For another, teams often emerge from such depths to become contenders. The Houston Astros lost more than 100 games three years in a row from 2011 thru 2013; they went on to make the World Series four times in the next decade, winning it all in 2017 and last year.
That eternal optimism at the heart of baseball is a big reason I continue to go to Rockies games, despite calls to boycott and force the Monforts into needed change.
On Tuesday, I went to both games of the double-header against the Dodgers with a large group of friends from the Rocky Mountain Blues. It is a Chelsea soccer supporters organization I have been a part of for nearly 15 years and written about often. Outside of watching every women’s and men’s match at the British Bulldog, we often organize events together including trips across the country, brewery tours and clothing drives for homeless youth.

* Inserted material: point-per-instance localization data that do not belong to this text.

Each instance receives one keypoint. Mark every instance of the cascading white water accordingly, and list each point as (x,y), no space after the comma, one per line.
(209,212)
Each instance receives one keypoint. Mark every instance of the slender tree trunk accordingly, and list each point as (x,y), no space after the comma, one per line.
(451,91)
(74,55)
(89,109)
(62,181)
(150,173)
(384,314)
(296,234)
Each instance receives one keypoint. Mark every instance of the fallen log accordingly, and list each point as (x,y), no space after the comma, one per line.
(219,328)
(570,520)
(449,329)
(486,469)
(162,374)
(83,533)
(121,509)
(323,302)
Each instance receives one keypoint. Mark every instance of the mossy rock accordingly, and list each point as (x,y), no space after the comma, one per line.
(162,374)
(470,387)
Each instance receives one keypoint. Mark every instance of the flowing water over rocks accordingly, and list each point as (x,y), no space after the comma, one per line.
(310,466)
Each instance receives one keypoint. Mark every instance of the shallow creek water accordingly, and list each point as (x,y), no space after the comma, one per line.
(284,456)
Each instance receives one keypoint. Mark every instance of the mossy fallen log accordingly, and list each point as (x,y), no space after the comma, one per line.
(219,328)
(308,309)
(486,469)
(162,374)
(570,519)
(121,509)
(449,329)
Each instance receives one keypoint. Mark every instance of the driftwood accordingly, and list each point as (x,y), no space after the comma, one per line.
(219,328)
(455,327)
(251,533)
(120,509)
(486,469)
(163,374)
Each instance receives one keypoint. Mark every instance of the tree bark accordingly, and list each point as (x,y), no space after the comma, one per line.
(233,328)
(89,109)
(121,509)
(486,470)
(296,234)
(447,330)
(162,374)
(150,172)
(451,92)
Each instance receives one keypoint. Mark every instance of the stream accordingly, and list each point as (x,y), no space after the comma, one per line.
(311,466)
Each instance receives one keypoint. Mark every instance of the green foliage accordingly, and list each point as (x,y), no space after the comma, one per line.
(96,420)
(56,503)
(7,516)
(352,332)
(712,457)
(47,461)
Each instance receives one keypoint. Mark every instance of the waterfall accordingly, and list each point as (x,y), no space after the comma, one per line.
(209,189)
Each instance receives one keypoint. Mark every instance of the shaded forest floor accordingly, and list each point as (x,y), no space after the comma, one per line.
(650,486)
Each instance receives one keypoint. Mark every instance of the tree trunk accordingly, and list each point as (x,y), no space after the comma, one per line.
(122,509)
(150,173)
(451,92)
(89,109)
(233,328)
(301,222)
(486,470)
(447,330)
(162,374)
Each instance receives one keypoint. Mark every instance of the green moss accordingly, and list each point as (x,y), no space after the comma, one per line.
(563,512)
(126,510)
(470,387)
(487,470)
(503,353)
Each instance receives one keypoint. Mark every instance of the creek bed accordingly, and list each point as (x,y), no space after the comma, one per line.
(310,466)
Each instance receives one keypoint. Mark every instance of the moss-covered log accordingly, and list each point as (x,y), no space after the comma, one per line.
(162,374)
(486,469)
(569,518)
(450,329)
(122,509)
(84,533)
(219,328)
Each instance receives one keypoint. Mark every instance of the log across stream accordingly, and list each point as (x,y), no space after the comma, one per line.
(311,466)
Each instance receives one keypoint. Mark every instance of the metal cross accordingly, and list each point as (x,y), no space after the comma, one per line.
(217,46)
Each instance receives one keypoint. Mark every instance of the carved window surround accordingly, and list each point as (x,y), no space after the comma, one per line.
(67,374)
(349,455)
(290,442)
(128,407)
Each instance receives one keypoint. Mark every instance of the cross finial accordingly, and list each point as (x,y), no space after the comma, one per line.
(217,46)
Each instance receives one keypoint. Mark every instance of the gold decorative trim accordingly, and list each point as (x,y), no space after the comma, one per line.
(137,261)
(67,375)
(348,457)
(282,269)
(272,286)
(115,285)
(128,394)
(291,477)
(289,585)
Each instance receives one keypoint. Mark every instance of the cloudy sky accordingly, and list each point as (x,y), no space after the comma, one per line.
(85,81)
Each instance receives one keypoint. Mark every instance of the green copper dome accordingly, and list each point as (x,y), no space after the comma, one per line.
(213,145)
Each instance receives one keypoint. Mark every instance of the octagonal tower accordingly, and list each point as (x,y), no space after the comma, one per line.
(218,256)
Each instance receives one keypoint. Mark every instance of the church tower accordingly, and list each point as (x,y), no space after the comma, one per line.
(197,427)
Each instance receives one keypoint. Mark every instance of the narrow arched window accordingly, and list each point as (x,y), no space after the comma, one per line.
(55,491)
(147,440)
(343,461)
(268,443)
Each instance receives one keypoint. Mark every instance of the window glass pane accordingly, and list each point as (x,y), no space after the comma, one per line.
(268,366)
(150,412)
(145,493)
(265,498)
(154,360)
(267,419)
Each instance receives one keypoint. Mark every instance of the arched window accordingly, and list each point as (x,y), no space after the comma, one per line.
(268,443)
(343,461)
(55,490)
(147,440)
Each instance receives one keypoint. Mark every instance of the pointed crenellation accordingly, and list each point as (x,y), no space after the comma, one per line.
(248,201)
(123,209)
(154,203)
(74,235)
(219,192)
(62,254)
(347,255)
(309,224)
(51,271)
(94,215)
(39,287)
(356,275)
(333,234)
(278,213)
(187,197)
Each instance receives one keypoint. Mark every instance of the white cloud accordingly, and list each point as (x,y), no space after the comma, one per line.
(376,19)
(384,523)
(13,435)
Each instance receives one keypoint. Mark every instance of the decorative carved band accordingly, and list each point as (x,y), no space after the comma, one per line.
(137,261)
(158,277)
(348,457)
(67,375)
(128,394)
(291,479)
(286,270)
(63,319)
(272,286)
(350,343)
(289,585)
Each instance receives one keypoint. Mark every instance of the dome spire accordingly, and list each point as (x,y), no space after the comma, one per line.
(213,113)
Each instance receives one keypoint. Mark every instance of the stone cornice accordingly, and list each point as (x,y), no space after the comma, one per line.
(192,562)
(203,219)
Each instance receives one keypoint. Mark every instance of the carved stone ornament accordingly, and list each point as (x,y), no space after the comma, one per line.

This year, as has become an annual tradition, we took a trip to Coors Field. We dub it Blues at the Ballpark, meet a few hours before first pitch at our home pub, and walk the seven blocks to the ballgame.
And we sing. We sing a lot. That is a unique trait that sets soccer supporters apart from other sports fans. For example, imagine that rather than simply chanting IN-COM-PLETE!, Broncos fans sang a full song in unison at the same decibel level. That is what passionate fans (sorry Rapids, not you despite C38’s best efforts) sound like. Just listen to these Irish fans serenading their team for five minutes at the end of a match in which they were thrashed by Spain.
Since we began going to Rockies games, we have adopted Chelsea songs to our baseball environs. It isn’t 40,000 people, but you’d be surprised how resonate a full-throated 15 can be when they sing together, especially in a half-empty ballpark.
This year Rockies ushers and security (and maybe someone from the front office? We couldn’t be sure) spent both games trying to quiet us and implying that they would remove us from the stands.
Why? Because we had the temerity to sing our support for a 100-loss team.
We were neither drunk nor vulgar (though plenty of good soccer songs frequently are — as are a few songs played over the Rockies PA system). We just cheered too loud. For example, during the first game at the beginning of every inning the Rockies took the field, we stood and sang, “He’s our number 12! He’s our number 12! Sean Bouchard, he’s our number 12!” as Bouchard warmed up in right field (we were seated next to the bullpen). He seemed to enjoy it enough that he threw a ball up to our group.
But the Rockies staff? Apparently they were under strict instructions to tamp down hard on such joy in the face of awful baseball. We were told multiple times that we could not stand in our seats and that our support caused a disturbance.
I guess they disapproved when we tried to encourage a Rockies reliever with “Strike out the side! Strike out the side! Justin Lawerence will strike out the side!” I mean, we all know the bullpen has been terrible for years, but it seems it is a high crime at Coors field to root for a better outcome.
By the second game, we relocated to seats just below the Rooftop. It is literally a bar the Rockies put on top of the stadium to give fans an alternative to watching the game. When we revised our Bouchard chant to a rendition for center fielder Brenton Doyle, an usher grilled us about it as a security guard stood over his shoulder.
He asked “what were we doing?” We told him we were cheering for the Rockies.
He questioned why we kept “referring to the number nine?” We pointed out it was Doyle’s number.
With a straight face, he subsequently asked, “Who is Brenton Doyle?”
That might be all you need to know about the Rockies these days. When fans show up and show support and cheer for a team that put together the worst season in franchise history, they end up explaining their actions to an employee who doesn’t even know who is on the field for the team.
One hundred losses is bad for a baseball team. But stopping fans from cheering the players on? That is a much bigger problem.